Furthermore, the authors also recommend greater representation of minority and women residents, fellows, and orthopaedic diplomates in pipeline programs targeting URiMs to provide visible role models to these groups.26

Likewise, in a recent report Dai and colleagues reviewed strategies to increase women and underrepresented minorities in urology and attributed the gap in representation to myriad factors, including a lack of mentorship, differences in compensation between genders, as well as implicit and explicit bias.30 The study authors recommend focused mentorship programs aimed at women and URiM groups, alternative compensation models, and deliberate recruitment programs as potential methods to mitigate the shortfall in representation of diversity and inclusion within urology.30

Tackling the lack of diversity endemic to many surgical subspecialties will require pragmatic and comprehensive implementation of local and national policies aimed at improving the status quo. These policies should include efforts to promote and highlight URiM mentors and leaders within the surgical subspecialties, which is perhaps the highest-yield intervention at our disposal.

Tackling the lack of diversity endemic to many surgical subspecialties will require pragmatic and comprehensive implementation of local and national policies aimed at improving the status quo.

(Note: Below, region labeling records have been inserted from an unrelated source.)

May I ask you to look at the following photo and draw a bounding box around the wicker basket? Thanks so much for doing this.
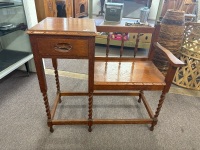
[173,23,200,90]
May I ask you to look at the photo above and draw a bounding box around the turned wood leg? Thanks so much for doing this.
[120,33,125,57]
[106,33,111,57]
[25,62,30,76]
[52,58,61,103]
[42,91,54,133]
[150,92,166,131]
[88,94,93,132]
[138,90,144,103]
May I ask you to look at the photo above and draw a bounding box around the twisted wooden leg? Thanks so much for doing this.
[138,90,144,103]
[52,58,61,103]
[42,91,54,132]
[88,93,93,132]
[150,92,166,131]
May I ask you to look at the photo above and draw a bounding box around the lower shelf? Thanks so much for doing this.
[0,49,33,79]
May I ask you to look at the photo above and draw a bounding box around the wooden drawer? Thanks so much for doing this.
[37,37,88,57]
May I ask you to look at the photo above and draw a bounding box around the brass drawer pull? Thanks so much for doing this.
[54,43,72,52]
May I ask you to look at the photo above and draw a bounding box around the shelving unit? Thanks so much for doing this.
[0,2,33,79]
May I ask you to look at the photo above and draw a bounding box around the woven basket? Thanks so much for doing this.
[153,10,185,74]
[173,23,200,90]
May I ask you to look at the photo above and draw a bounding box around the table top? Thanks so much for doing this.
[27,17,96,36]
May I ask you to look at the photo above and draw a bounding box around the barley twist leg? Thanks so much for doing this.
[150,92,166,131]
[52,58,61,103]
[88,94,93,132]
[42,92,54,132]
[138,90,144,103]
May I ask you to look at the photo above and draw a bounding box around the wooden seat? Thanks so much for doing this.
[88,22,184,131]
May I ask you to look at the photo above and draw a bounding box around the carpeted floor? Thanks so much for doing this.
[0,44,200,150]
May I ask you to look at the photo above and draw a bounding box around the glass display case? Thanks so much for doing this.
[0,0,33,79]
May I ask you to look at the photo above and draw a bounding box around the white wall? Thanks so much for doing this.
[93,0,160,20]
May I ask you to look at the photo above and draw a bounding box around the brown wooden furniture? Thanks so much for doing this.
[28,18,183,132]
[28,18,96,132]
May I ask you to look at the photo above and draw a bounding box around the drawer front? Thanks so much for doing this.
[37,38,88,57]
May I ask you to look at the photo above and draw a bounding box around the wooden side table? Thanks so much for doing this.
[28,17,96,132]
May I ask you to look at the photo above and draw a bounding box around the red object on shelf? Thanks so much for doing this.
[110,32,129,41]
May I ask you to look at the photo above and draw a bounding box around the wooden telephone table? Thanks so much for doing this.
[28,18,183,132]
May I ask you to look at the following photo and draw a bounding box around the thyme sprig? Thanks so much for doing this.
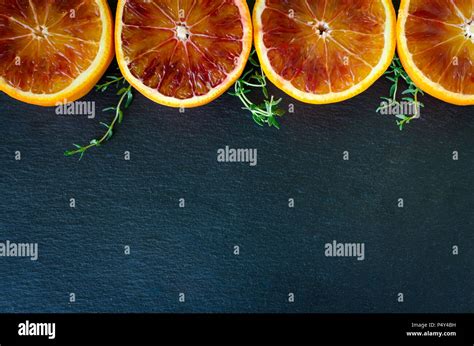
[64,76,133,160]
[229,50,285,129]
[377,56,424,131]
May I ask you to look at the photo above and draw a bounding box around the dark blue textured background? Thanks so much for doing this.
[0,0,474,312]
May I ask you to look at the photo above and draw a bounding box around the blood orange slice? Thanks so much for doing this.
[0,0,114,106]
[253,0,396,104]
[397,0,474,105]
[115,0,252,107]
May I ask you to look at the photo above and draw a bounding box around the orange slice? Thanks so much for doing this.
[0,0,114,106]
[397,0,474,105]
[253,0,396,104]
[115,0,252,108]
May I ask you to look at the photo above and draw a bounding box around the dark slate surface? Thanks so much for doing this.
[0,0,474,312]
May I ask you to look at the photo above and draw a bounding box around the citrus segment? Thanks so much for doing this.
[398,0,474,105]
[0,0,113,106]
[254,0,395,103]
[115,0,252,107]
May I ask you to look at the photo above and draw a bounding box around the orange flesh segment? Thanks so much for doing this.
[0,0,102,94]
[262,0,386,94]
[122,0,244,100]
[405,0,474,95]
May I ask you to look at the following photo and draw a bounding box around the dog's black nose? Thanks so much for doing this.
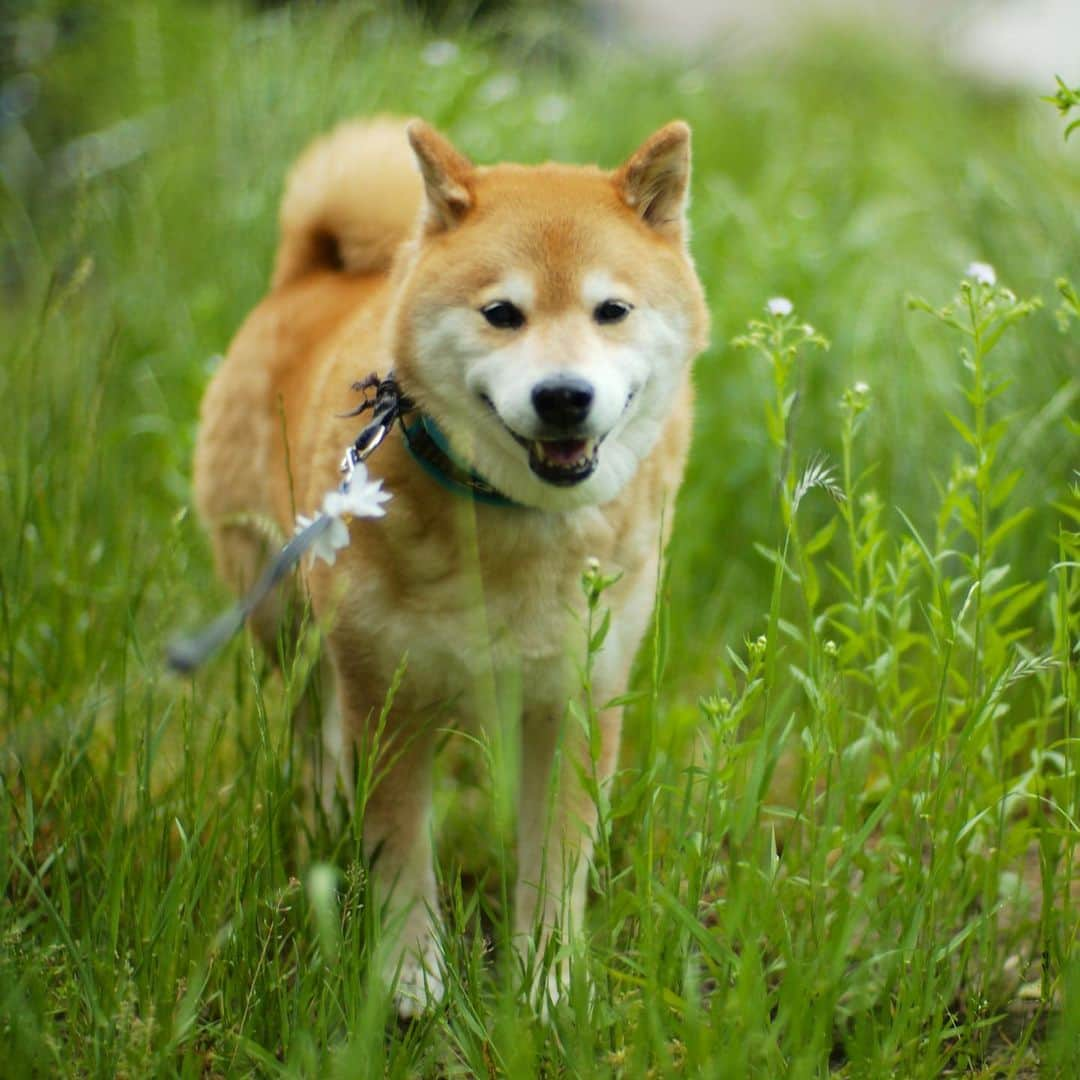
[532,375,593,428]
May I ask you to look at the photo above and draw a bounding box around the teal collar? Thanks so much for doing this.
[401,411,521,507]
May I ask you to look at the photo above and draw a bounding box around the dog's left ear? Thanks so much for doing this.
[405,120,473,232]
[613,120,690,240]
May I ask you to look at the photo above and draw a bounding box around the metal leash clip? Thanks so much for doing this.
[166,372,414,673]
[341,372,413,476]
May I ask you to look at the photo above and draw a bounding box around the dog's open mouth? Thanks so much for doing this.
[518,438,599,487]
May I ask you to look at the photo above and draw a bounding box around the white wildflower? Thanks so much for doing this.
[964,262,998,285]
[296,462,390,566]
[536,94,570,124]
[323,462,390,517]
[420,41,461,67]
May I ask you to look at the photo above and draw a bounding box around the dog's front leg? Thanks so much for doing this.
[514,707,622,999]
[336,648,443,1020]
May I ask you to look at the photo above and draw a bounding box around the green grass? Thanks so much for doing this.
[0,0,1080,1078]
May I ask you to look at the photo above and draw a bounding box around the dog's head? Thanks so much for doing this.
[391,121,707,510]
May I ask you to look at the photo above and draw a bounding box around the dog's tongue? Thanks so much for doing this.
[540,438,589,465]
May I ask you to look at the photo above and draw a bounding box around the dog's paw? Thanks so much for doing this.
[394,941,446,1021]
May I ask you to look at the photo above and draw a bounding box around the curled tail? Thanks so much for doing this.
[271,117,421,288]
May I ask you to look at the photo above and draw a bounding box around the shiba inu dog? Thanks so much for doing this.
[194,119,708,1017]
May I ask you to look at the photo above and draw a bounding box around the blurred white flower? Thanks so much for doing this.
[536,94,570,124]
[296,514,349,566]
[476,71,521,105]
[420,41,461,67]
[964,262,998,285]
[296,462,390,566]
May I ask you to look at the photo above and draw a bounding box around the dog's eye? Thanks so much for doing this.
[593,300,634,325]
[480,300,525,330]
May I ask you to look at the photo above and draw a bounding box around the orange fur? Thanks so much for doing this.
[195,119,707,1015]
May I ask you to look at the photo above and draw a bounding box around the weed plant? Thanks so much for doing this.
[0,0,1080,1078]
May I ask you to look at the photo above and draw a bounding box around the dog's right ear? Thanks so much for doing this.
[405,120,473,232]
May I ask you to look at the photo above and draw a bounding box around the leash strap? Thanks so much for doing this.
[165,372,517,674]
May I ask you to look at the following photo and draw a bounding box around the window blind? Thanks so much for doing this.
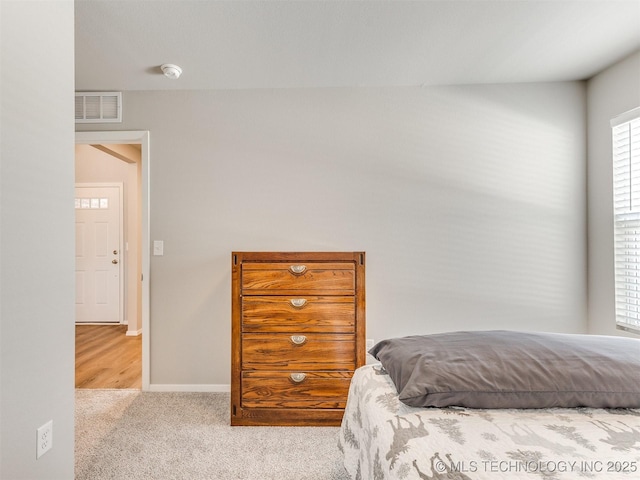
[611,108,640,331]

Diversity among surgeons and surgeons in training in terms of race, ethnicity, gender, sexual orientation/identity, socioeconomic background, and other factors is increasing. But in spite of the fact that surgeons come from increasingly diverse backgrounds, membership and leadership composition of professional surgical societies has lagged behind representation in the current and incoming surgical workforce. This lack of diversity and inclusion within subspecialty societies propagates the existing disparities in medicine and surgery, and must be addressed. Fostering diversity and inclusion within surgical societies not only will support URiM surgeons and trainees, but will allow these surgeons to better serve their patients and improve surgical care in the U.S. and beyond. By promoting diversity and inclusion through actionable best practices (see Figure 1), we will truly represent the patients we serve.